We watched with breathless fascination as the iron man casually picked up a glowing coal in his hand, “his bare hands,” as my brother often said, and lobbed it over his shoulder into the open iron that was sitting on the stand about five feet away. He repeated this with about a dozen coals, his rhythm unerring as he tossed them like miniature basketballs into the waiting net of iron. He didn’t look back once. In all the days and years that we watched him, Chinnapan never missed his mark or charred his hands.
“Don’t try this at home,” he would say with a slight crooked smile when he finished.
Eyes round, we would nod in unison.
As my brother grew up and became an accomplished ballplayer, he joined his school team and went on to win medals and awards. Yet our neighborhood iron man was always the standard by which he measured himself.
CHINNAPAN’S WIFE, Jaya, had sharp features, long black hair, and a wide smile.
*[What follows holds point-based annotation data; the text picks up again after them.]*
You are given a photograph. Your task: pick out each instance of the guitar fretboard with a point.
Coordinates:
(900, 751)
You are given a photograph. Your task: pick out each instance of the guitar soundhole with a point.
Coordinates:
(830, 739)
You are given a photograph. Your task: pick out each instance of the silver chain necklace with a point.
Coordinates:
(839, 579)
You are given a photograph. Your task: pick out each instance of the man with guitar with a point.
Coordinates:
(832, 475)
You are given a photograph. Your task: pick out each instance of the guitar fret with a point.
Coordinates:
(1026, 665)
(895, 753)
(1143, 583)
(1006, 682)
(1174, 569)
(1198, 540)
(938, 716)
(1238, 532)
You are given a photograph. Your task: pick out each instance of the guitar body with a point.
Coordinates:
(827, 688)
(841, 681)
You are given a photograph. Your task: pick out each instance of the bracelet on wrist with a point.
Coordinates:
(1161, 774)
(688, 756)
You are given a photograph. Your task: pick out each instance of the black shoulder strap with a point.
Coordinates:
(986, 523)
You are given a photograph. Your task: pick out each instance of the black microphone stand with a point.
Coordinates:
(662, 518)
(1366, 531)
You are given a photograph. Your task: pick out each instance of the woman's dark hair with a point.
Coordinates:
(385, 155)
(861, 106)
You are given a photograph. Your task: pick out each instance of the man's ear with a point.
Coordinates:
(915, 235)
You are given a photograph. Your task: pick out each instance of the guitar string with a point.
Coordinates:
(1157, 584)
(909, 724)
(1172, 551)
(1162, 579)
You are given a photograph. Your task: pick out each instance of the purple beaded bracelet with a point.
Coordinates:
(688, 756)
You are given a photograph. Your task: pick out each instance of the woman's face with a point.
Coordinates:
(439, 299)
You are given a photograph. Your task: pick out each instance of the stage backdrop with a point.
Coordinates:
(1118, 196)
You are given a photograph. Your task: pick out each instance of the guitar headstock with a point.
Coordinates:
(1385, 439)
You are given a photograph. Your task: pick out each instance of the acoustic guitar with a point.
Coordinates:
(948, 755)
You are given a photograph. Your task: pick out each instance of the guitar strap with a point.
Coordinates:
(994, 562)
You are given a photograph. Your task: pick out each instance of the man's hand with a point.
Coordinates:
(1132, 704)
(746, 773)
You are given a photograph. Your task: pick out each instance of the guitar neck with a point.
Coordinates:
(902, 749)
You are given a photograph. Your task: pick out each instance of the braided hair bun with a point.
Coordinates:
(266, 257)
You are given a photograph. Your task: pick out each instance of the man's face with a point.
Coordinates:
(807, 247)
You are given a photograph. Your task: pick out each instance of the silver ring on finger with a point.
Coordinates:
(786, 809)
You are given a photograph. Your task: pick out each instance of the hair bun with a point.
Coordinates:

Her only failing was her excessive belief in the cosmetic powers of turmeric. Many South Indian women, my mother included, apply turmeric paste to their faces early in the morning before washing it off while bathing. When I developed pimples as a teenager, the first thing my mother turned to was turmeric, believing, rightly so, that it would heal my skin and make it supple. Turmeric is widely used in Indian cooking for its antibacterial properties.